Identified as “EV2” in the report (his spacewalk companion, NASA astronaut Chris Cassidy, was EV1), Parmitano had a total of 1.5 liters of water in his helmet by the time it was removed by fellow ISS crewmembers inside the airlock.

“EV2’s calm demeanor in the face of his helmet filling with water possibly saved his life,” the MIB concluded.

The investigation determined that this was not the first time such a leak occurred.   In fact, the suit had leaked during the previous spacewalk, EVA 22, a week earlier, and the problem was “misdiagnosed” as a leaking drink bag.

“The MIB could not identify a clear reason why the EVA community has a perception that the EVA drink bags leaked.  When presented with the suggestion that the crew member’s drink bag leaked … no one in the EVA community ….challenged this determination and investigated further.  Had that conclusion been challenged, the issue would likely have been discovered prior to EVA 23 and the mishap would have been avoided.”

MIB chairman Chris Hansen briefed the media during a teleconference yesterday and said that the incident “evolved” from three causes:

  • Inorganic materials causing blockage of the drum holes in the spacesuit’s water separator, causing water to spill into the vent loop;
  • The NASA team’s lack of knowledge regarding this particular failure mode, which led to a delay in recognizing the severity of the event; and
  • Misdiagnosis of this suit failure when it occurred on EVA 22.

The report lists the following five root causes “at the organizational level”:

  • Program emphasis was to maximize crew time on orbit for utilization;
  • ISS Community perception was that drink bags leak;
  • Flight Control Team’s perception of the anomaly report process as being resource intensive made them reluctant to invoke it;
  • No one applied knowledge of the physics of water behavior in zero-g to water coming from the PLSS vent loop; and
  • The occurrence of minor amounts of water in the helmet was normalized

The MIB made 49 recommendations categorized as Level 1, 2 or 3 in priority.  It said that all 16 Level 1 (highest priority) recommendations should be completed prior to allowing “planned” EVAs.

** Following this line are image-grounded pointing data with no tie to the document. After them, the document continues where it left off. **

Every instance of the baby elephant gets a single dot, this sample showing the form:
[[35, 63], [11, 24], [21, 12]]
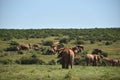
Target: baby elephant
[[92, 58]]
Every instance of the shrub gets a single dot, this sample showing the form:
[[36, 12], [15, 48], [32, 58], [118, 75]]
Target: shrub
[[105, 54], [11, 48], [64, 40], [6, 61], [20, 52], [29, 60], [92, 42], [14, 43], [108, 43], [47, 43], [52, 62], [80, 42]]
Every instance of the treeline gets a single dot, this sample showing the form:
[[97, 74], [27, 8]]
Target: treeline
[[84, 34]]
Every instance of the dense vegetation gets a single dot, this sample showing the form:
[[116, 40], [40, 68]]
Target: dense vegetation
[[85, 34], [29, 64]]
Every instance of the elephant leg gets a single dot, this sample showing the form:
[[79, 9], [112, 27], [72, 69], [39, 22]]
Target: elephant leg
[[63, 63], [67, 66]]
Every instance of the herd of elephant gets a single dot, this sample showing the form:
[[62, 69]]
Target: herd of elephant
[[67, 55]]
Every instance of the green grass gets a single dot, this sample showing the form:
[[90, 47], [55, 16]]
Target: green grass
[[54, 72]]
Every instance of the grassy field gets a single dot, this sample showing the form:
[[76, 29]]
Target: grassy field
[[54, 72]]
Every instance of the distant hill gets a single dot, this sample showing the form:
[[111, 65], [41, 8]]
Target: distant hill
[[84, 34]]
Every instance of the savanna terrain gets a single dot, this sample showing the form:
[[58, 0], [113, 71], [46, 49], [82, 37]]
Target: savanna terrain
[[37, 64]]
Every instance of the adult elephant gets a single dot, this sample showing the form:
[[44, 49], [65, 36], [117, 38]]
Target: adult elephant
[[92, 58], [67, 57], [115, 62], [25, 47]]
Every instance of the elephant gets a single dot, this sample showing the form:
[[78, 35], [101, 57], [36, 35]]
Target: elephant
[[25, 47], [78, 49], [97, 51], [67, 57], [53, 50], [115, 62], [107, 61], [92, 58], [35, 45]]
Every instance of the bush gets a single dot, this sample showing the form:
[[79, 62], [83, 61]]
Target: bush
[[29, 60], [108, 43], [47, 43], [80, 42], [6, 61], [52, 62], [11, 48], [64, 40], [14, 43], [105, 54], [92, 42], [20, 52]]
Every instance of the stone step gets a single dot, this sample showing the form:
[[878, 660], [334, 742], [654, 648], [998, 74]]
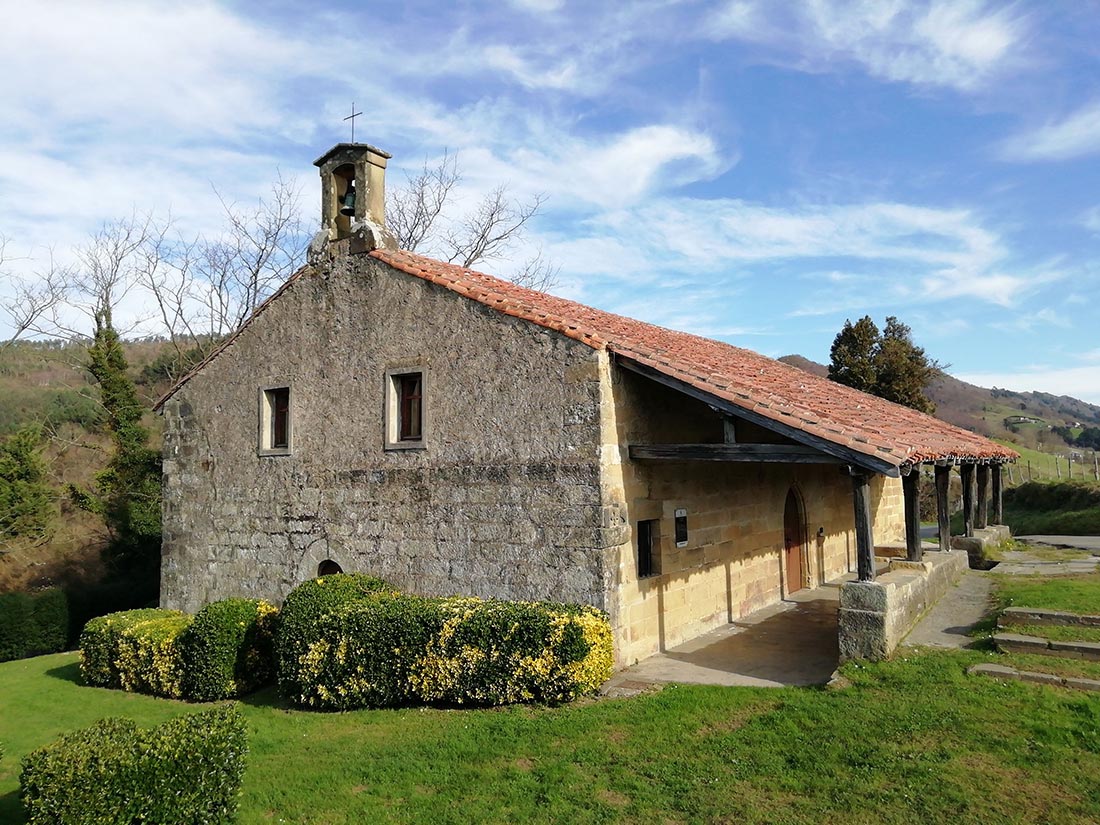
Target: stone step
[[1020, 644]]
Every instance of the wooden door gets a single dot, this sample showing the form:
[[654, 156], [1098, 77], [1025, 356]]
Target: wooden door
[[792, 541]]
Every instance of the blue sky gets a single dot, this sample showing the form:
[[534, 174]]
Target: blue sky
[[750, 171]]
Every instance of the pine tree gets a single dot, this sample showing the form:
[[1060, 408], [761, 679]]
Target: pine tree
[[851, 358], [128, 490], [887, 363]]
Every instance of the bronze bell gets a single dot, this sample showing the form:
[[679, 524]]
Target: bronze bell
[[348, 201]]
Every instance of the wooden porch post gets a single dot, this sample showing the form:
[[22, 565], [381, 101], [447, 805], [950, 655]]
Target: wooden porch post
[[943, 484], [967, 472], [998, 505], [981, 519], [911, 488], [865, 539]]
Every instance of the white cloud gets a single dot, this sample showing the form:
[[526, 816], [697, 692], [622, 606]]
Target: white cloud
[[1079, 382], [1091, 219], [1075, 135], [953, 43]]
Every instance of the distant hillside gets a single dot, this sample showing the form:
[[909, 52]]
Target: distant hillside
[[1022, 418]]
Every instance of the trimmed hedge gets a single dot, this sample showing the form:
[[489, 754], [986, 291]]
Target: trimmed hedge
[[33, 623], [134, 650], [187, 770], [393, 649], [17, 625], [229, 649], [301, 611], [51, 620], [226, 650]]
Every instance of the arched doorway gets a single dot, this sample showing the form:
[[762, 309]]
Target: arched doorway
[[793, 541]]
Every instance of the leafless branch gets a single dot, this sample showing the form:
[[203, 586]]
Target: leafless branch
[[419, 217]]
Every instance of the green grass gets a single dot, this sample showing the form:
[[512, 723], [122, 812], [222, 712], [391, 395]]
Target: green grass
[[913, 739], [1056, 633], [1073, 593]]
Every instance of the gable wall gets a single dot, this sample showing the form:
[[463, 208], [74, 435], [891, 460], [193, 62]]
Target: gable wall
[[505, 501], [733, 562]]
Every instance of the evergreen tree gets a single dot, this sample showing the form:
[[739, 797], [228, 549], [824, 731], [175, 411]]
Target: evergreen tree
[[128, 490], [887, 363], [851, 358], [26, 501], [902, 370]]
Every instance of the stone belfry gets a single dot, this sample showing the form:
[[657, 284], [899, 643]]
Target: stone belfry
[[353, 201]]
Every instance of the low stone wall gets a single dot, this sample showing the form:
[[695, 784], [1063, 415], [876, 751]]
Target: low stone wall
[[975, 546], [875, 616]]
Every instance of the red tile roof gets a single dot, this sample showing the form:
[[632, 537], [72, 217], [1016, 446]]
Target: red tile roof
[[771, 389]]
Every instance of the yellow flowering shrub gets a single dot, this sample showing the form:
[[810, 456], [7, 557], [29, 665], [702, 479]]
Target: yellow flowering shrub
[[395, 649]]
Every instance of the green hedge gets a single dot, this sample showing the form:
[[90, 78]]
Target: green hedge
[[393, 649], [224, 651], [134, 650], [303, 608], [229, 649], [33, 623], [185, 771], [17, 625]]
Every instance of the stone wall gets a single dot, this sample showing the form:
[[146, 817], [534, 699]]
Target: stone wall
[[876, 616], [733, 562], [503, 502]]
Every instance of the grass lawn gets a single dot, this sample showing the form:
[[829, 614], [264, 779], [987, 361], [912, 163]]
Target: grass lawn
[[1073, 593], [913, 739]]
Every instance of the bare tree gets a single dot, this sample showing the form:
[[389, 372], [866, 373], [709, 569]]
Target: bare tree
[[205, 288], [28, 300], [420, 216]]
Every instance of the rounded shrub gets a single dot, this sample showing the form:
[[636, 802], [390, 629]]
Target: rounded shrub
[[301, 611], [229, 649]]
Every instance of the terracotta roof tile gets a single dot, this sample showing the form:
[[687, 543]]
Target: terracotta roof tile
[[745, 378]]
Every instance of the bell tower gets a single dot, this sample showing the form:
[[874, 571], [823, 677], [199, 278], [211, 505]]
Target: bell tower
[[353, 196]]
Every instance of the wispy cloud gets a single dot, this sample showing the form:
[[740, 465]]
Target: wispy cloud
[[952, 43], [1080, 382], [1075, 135]]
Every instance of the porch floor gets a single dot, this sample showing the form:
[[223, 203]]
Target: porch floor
[[793, 642]]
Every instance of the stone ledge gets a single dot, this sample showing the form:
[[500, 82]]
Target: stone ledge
[[1038, 616], [1000, 671], [875, 616], [1019, 644]]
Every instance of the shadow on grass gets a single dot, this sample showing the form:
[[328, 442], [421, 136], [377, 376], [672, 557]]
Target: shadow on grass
[[267, 697], [68, 672], [11, 809]]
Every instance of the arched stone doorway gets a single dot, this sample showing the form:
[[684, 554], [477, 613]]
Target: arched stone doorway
[[794, 546]]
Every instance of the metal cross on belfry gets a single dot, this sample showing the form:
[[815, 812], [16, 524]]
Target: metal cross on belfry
[[352, 119]]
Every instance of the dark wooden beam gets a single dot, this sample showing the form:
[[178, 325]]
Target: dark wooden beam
[[967, 472], [997, 505], [850, 457], [767, 453], [981, 517], [943, 486], [911, 488], [865, 538]]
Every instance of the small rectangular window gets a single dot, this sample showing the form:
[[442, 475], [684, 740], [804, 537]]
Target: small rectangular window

ISS Program Manager Mike Suffredini said during yesterday’s teleconference that all Level 1 and most Level 2 recommendations would be completed before planned EVAs resume, hopefully in the July/August time frame, and the remainder would be completed by the end of the year.

Planned EVAs are in contrast to “contingency” EVAs necessitated by circumstances.  Astronauts have already conducted two contingency EVAs to repair a malfunctioning ISS coolant loop.  Hansen said those two EVAs, in December 2013, were “planned with full cooperation between the ISS Program and the MIB.”

The MIB report and briefing slides and an audio recording of yesterday’s teleconference are available on NASA’s space station news website.